Snow Pole Detection using YOLOv9t and YOLO11n

TDT17 -- Visual Intelligence Mini Project

1. Background & Motivation

The Problem

Autonomous driving (AD) systems rely heavily on lane markings.
In Nordic winters, roads are often covered in snow, making standard lane detection unreliable.

The Solution

Snow poles act as the ground truth for road boundaries in winter.
Accurate detection of these poles is therefore critical for safe autonomous driving.

Challenges

Thin Objects - Snow poles are extremely thin. - At distance they can appear only 1--2 pixels wide.
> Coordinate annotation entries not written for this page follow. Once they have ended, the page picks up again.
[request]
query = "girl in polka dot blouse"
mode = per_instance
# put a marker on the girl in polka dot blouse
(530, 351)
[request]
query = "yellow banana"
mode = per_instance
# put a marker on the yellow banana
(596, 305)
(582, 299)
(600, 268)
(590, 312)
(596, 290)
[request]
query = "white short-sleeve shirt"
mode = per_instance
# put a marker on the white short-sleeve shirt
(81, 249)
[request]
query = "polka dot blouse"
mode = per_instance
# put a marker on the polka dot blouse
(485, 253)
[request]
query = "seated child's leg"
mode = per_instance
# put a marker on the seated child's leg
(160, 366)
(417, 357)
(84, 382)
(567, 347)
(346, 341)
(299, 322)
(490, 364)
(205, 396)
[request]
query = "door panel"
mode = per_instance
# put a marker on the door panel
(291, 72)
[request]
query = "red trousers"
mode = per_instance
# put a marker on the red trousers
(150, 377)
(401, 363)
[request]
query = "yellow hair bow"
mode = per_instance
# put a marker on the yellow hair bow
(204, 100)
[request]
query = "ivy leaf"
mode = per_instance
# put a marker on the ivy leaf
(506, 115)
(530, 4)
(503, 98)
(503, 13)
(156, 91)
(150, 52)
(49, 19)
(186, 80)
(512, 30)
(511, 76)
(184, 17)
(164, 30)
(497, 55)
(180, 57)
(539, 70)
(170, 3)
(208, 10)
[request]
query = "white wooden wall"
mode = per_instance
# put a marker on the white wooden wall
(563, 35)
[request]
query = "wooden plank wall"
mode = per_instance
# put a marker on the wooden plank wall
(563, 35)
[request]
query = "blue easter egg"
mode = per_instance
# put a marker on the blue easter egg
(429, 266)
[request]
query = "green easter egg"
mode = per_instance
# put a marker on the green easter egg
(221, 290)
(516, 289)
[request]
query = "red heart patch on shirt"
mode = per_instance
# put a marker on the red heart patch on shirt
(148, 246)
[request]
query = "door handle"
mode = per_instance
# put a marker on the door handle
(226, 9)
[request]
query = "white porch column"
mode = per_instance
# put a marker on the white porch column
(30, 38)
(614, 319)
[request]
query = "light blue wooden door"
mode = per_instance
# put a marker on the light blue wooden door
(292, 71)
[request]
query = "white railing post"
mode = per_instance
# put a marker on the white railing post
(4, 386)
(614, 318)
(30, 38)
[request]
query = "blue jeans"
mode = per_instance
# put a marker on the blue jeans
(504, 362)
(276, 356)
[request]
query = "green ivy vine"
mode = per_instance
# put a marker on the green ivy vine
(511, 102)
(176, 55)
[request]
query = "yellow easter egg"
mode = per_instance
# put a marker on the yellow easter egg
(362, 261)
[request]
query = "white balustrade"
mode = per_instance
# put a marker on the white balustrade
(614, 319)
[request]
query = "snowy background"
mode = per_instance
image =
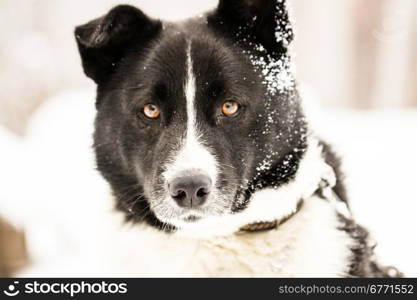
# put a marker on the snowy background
(357, 58)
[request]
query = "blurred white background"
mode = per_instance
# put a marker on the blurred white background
(357, 57)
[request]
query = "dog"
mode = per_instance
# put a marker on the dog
(201, 134)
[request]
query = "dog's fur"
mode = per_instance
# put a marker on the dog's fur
(263, 162)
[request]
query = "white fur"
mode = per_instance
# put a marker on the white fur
(269, 204)
(193, 155)
(307, 245)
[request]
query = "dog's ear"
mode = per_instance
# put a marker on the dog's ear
(104, 41)
(265, 22)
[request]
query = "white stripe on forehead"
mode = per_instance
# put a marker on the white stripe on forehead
(194, 153)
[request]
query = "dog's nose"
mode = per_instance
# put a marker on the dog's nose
(190, 190)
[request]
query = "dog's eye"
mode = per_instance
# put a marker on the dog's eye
(151, 111)
(230, 108)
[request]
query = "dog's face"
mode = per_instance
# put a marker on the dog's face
(193, 117)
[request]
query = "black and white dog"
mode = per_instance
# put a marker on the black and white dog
(201, 135)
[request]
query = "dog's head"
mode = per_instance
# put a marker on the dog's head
(193, 117)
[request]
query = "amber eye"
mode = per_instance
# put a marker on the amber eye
(151, 111)
(230, 108)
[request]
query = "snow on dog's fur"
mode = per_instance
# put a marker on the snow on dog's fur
(220, 86)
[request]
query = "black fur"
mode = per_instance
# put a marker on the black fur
(133, 60)
(136, 60)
Real-time Constraint - Detection must run on edge hardware with low latency.

Goal

Develop a robust object detection pipeline that maximizes mAP (Mean Average Precision) while maintaining real-time performance.

⬆️ Back to Top

2. Approach & Strategy

We adopted a Data-Centric AI approach rather than only tuning model hyperparameters.

1. Data Engine

The provided dataset (~1k images) was insufficient for robust generalization.

We therefore collected additional data by:

Scraping 10+ hours of YouTube winter driving footage
Extracting frames to create a large pseudo-dataset.

2. Auto-Labeling Pipeline

We used SAM 3 (Segment Anything Model) to automatically generate labels.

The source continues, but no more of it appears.